INTRODUCTION
Cocaine, an alkaloid extract from a plant, acts as a central nervous system stimulant by binding and blocking monoamine (dopamine, norepinephrine, epinephrine, and serotonin) and reuptake transporters thus creating euphoria with increased energy and motor activity.1 The available forms of cocaine in the market can be either inhaled or smoked. Given the mode of action of cocaine, its abuse is associated with central nervous system (CNS) complications including hemorrhagic and ischemic strokes, seizures, toxic encephalopathy, and vasculitis.2 Its toxicity can manifest in an array of ways of which some are more common than others. For that purpose, it is important to shed light on the rare complications that can go unnoticed in the emergency setting.
Basal ganglia infarcts are uncommon types of strokes that are seen in patients with carbon monoxide poisoning, methanol intoxication, ischemic brain injury, bibasilar artery occlusion and heroin use.3 While it is not rare to see ischemic strokes with heroin, it is uncommon to have bilateral basal ganglia infarcts. Since bilateral basal ganglia infarcts were not well-documented in the literature, the following case is presented.
CASE REPORT
A 40-year-old Hispanic male with a past medical history of alcohol use disorder, substance use, and hypertension, presented to the emergency department for right gluteal pain, right wrist-drop, and neck pain that started one day prior. He endorsed having mild headaches and generalized fatigue. He also mentioned having darker urine on the morning of his admission. When asked about history of drug use, he admitted to snorting cocaine every morning for the past two years. He denied having any visual changes, nausea, vomiting, fever, or chills.
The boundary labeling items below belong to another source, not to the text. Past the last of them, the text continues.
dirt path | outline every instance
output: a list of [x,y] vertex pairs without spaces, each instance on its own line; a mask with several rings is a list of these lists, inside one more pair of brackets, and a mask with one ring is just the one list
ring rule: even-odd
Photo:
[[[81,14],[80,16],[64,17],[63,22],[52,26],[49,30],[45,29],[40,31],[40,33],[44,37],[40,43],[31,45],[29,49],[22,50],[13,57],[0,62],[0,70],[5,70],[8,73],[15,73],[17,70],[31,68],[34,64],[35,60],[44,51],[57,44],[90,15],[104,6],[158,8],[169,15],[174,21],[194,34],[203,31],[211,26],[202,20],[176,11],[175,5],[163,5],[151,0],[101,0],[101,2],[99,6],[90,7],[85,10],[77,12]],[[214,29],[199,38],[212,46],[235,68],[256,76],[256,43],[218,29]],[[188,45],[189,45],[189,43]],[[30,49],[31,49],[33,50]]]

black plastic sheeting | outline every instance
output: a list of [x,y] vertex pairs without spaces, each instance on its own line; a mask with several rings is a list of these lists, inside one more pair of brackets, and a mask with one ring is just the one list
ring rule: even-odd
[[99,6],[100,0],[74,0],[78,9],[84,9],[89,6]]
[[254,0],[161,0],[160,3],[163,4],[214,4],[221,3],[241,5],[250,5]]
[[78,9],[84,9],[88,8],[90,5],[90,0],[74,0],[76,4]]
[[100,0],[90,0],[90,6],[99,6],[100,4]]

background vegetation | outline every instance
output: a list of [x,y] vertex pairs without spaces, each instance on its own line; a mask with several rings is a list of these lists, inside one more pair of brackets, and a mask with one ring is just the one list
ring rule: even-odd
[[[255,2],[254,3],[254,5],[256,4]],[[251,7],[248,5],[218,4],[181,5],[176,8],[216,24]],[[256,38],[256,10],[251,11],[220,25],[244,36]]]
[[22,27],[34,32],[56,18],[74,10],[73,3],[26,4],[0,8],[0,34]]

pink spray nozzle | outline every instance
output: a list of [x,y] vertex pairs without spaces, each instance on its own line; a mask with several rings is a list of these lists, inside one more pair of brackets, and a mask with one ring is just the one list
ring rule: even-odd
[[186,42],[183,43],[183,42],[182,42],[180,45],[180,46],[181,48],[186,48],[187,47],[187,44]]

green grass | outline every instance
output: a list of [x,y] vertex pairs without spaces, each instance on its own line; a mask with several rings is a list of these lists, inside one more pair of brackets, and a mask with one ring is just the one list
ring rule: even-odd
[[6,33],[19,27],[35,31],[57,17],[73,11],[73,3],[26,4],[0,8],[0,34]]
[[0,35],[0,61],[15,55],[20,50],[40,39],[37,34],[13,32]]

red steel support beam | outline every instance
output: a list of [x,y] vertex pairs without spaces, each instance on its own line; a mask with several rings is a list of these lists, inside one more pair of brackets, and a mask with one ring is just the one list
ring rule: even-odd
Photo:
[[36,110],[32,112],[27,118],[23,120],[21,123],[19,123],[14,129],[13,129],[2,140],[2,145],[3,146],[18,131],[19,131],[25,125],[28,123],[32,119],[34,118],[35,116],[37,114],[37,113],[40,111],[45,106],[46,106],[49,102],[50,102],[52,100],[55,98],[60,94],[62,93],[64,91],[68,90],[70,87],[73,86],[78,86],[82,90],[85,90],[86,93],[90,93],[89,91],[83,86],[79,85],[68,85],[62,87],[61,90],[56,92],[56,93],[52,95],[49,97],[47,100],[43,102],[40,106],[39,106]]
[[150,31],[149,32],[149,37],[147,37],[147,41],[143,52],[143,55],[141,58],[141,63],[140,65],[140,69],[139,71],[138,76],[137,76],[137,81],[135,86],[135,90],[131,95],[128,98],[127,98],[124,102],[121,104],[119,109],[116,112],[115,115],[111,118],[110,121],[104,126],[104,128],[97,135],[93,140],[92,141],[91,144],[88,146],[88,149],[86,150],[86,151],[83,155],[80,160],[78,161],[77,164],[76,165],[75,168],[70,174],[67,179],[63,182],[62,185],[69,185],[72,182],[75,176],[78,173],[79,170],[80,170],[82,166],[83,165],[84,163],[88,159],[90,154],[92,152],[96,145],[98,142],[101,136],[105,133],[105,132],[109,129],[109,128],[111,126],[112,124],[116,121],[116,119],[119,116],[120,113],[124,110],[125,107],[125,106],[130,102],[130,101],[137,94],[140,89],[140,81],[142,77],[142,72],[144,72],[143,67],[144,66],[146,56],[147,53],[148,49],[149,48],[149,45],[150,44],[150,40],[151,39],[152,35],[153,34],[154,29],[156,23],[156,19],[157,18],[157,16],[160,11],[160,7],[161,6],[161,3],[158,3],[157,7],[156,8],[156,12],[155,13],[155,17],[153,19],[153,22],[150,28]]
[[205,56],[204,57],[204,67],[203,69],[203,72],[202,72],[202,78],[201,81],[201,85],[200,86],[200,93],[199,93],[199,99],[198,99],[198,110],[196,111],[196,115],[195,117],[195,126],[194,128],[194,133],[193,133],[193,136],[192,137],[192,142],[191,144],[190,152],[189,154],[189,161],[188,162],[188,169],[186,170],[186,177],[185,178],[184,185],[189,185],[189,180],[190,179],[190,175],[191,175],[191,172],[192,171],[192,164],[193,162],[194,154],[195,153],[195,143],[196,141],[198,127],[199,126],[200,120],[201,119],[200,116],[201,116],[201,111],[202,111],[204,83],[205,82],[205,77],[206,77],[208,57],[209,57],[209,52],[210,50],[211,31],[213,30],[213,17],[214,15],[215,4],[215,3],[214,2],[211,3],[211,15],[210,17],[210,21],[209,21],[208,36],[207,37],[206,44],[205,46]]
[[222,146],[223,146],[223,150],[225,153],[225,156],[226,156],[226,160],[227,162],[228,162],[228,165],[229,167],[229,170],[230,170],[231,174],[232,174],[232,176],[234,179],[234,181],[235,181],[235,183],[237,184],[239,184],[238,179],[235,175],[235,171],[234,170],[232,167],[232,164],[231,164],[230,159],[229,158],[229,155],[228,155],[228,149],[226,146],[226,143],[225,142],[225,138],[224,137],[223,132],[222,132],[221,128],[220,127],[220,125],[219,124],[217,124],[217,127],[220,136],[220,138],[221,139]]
The patient’s vital signs showed elevated blood pressure but were otherwise within normal limits. On physical exam, he was alert and oriented to time, place, and person. He had normal deep tendon reflexes and gait. However, his motor exam showed right arm weakness at the level of the wrist and finger extensors. Similarly, sensory exam showed decreased pinprick sensation of the right hand.
A computed tomography (CT) scan of his head without contrast was done for further workup of his neurologic symptoms. It showed bilateral hypodensities involving the globus pallidus. Labs were drawn and the results showed elevated AST and ALT (both > 2000 U/L), serum creatinine of 3 mg/dl, and a creatine phosphokinase (CPK) greater than 18000 U/L. The patient was admitted to the hospital for treatment of his acute kidney injury secondary to rhabdomyolysis, and to investigate the above findings further.
As workup of the patient’s neurologic symptoms, CT angiography of the head and neck showed intact intracranial circulation with no evidence of large vessel occlusion or high-grade stenosis, patent dural venous sinuses, and no pathologic intracranial enhancement. Again, the low attenuation in the globus pallidus was observed. Furthermore, fat stranding and edema of the left posterior paraspinal musculature was seen and thought to be related to patient’s rhabdomyolysis. Brain magnetic resonance imaging (MRI) showed small areas of diffusion restriction involving the bilateral globus pallidus regions and focal areas involving the bilateral putamen regions, focal punctate areas of diffusion restriction involving the posterior right frontal lobe centrum semiovale, right occipital lobe, left parietal lobe, and possible involvement of the posterior left occipital lobe region (Figure 1). MRI of the cervical spine showed edema within the posterior neck musculature. No spinal stenosis or abnormal findings in the spinal cord were observed. Carotid duplex ultrasound was normal.
Figure 1.
The cross-sectional brain MRI shows hypoattenuation of the bilateral basal ganglia (globus pallidus in red arrow and putamen in blue arrow).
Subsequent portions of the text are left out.